By Codcompass TeamΒ·Β·9 min read

Current Situation Analysis

Most engineering teams treat Retrieval-Augmented Generation (RAG) as a single retrieval step: chunk text, embed it, store in a vector database, and run similarity search. This naive pipeline works in notebooks but collapses in production under three pressures: latency spikes during concurrent load, uncontrolled LLM token costs, and retrieval quality degradation as the corpus grows past 100k documents.

Tutorials fail because they optimize for developer convenience, not system stability. They recommend fixed-size chunking (e.g., 512 tokens), ignore metadata filtering, and skip caching entirely. They assume every query requires a fresh embedding and a vector scan. In reality, 60-75% of enterprise queries are structurally repetitive or intent-aligned. Hitting your vector database for every request is financially and computationally irresponsible.

A concrete example of the bad approach: A customer support team deployed a standard LangChain template with OpenAI embeddings and a Pinecone index. At 50 concurrent users, p95 latency hit 340ms. The vector DB storage cost hit $8,200/month. When they added a second knowledge base, retrieval quality dropped because semantic similarity couldn't distinguish between product documentation and internal runbooks. The pipeline lacked routing, caching, and metadata scoping. It was a brute-force lookup masquerading as intelligence.

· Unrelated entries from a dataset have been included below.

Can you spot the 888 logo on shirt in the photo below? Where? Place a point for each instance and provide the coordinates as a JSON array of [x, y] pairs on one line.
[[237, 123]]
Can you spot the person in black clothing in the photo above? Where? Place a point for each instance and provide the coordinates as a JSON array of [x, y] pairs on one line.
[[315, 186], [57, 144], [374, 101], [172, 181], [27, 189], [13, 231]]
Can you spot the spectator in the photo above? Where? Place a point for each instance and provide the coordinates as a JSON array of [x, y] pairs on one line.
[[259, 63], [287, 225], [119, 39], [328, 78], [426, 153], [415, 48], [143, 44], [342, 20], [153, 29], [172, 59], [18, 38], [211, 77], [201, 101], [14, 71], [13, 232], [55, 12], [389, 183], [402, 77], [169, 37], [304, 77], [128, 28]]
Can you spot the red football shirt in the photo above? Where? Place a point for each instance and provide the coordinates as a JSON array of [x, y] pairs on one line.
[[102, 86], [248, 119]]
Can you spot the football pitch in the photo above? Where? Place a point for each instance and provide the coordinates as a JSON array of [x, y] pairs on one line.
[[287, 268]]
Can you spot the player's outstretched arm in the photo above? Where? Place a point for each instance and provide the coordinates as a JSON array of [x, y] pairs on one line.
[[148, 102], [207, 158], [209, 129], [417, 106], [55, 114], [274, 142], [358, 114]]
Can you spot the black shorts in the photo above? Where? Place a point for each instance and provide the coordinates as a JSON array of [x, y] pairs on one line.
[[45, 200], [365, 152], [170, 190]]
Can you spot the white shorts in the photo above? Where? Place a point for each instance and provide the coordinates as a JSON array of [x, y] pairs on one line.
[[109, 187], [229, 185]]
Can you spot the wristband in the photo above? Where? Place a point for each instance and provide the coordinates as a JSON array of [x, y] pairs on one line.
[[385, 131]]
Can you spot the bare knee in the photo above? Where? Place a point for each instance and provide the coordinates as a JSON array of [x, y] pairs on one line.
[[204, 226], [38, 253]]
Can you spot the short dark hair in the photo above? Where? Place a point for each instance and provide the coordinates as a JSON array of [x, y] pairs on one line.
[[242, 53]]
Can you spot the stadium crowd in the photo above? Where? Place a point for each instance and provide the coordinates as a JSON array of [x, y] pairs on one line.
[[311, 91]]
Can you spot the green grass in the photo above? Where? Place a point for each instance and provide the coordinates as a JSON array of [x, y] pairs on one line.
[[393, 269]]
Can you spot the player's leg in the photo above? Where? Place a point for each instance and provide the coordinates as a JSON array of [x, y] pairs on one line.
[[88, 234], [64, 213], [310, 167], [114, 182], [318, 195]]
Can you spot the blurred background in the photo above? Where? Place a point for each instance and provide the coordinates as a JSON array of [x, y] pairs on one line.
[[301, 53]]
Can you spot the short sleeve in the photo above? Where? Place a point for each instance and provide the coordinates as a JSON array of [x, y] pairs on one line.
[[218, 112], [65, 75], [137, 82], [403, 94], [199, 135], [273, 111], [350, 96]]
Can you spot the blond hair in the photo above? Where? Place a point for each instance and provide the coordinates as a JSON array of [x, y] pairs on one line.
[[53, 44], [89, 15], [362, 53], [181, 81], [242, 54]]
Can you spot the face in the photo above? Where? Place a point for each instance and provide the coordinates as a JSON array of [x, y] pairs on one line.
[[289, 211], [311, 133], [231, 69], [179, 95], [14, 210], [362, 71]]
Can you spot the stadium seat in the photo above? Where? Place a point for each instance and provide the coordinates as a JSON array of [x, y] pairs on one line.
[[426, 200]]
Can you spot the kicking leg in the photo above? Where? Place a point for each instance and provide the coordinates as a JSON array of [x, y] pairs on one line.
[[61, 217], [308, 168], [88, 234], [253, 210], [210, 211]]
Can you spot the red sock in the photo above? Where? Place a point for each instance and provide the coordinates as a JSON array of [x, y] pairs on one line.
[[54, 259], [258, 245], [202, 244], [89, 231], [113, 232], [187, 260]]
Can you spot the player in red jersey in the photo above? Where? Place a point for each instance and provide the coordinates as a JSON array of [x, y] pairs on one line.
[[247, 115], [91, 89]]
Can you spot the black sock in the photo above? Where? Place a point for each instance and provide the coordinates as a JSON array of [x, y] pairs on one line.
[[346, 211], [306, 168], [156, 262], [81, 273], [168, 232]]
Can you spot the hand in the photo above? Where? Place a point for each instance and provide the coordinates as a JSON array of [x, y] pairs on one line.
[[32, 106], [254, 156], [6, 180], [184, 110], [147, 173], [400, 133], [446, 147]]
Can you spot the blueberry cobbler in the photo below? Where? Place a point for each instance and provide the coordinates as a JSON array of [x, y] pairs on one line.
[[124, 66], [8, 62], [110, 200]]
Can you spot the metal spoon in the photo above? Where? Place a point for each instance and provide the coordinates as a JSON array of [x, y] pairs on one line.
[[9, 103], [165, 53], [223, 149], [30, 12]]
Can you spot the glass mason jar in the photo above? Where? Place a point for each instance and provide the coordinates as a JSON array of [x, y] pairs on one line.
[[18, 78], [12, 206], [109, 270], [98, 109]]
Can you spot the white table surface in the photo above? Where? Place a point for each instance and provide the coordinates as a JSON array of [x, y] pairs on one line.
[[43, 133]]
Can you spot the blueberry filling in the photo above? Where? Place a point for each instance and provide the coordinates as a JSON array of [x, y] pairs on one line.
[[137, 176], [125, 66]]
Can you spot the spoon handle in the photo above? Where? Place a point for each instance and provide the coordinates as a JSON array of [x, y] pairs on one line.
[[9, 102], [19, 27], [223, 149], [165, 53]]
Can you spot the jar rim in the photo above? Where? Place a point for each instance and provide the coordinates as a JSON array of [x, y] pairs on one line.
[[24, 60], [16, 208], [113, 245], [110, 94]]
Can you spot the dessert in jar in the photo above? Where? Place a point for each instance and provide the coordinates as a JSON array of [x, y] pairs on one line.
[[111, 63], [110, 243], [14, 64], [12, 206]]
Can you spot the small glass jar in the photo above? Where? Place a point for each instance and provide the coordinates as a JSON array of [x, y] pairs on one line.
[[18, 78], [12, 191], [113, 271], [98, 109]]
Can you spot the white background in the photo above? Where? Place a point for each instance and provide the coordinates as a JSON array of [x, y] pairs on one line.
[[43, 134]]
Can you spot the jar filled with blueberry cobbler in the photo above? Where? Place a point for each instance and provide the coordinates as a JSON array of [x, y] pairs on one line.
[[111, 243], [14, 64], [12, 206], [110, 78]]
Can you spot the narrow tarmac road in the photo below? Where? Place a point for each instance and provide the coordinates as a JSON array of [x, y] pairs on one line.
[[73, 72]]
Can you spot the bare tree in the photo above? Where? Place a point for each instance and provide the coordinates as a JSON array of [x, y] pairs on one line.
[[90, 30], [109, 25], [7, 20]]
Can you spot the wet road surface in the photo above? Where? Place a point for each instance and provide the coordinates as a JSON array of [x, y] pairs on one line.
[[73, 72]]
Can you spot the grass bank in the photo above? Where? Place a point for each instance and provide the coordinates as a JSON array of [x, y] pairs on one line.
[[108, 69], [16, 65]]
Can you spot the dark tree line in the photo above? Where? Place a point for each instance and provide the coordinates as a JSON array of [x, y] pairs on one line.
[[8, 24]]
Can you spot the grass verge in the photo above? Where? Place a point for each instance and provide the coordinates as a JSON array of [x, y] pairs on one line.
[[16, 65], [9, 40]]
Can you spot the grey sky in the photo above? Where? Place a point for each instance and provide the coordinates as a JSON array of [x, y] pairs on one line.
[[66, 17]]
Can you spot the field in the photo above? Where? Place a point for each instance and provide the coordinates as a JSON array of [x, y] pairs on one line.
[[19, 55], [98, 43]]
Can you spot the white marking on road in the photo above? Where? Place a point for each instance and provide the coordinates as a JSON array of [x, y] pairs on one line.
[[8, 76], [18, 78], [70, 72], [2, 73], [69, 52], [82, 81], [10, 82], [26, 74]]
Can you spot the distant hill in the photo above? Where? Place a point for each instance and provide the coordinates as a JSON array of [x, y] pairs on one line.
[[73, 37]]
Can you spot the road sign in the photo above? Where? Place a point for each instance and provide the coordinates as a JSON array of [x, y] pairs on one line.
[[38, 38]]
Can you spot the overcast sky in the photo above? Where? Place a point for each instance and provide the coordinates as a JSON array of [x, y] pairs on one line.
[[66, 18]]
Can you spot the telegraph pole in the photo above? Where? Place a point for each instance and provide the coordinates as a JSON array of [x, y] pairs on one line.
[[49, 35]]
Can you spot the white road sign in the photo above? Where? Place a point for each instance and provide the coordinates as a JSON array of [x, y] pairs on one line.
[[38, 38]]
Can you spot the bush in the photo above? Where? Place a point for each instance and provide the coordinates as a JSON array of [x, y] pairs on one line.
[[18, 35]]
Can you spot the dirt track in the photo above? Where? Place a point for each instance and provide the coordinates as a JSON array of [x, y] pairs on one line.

We rebuilt this architecture for a FAANG-scale internal knowledge platform. The result: p95 latency dropped from 342ms to 108ms, vector storage costs fell by 62%, and retrieval precision improved by 31% on multi-intent queries. The shift wasn't in the embedding model. It was in treating RAG as a query routing and caching problem first, retrieval second.

WOW Moment

Stop treating RAG as a single retrieval step. Treat it as a multi-stage pipeline where intent routing and semantic caching intercept 70% of requests before they ever touch your vector database. If you optimize for cache hits and metadata filters, your vector store becomes a fallback, not a bottleneck.

Core Solution

The architecture uses four stages: Intent Router β†’ Semantic Cache β†’ Metadata-Filtered Hybrid Retriever β†’ LLM Orchestrator. We use Python 3.12, FastAPI 0.109.6, Redis 7.2.4, PostgreSQL 16.3 with pgvector 0.7.0, and OpenAI API 1.35.0. All components are async-native, typed, and instrumented.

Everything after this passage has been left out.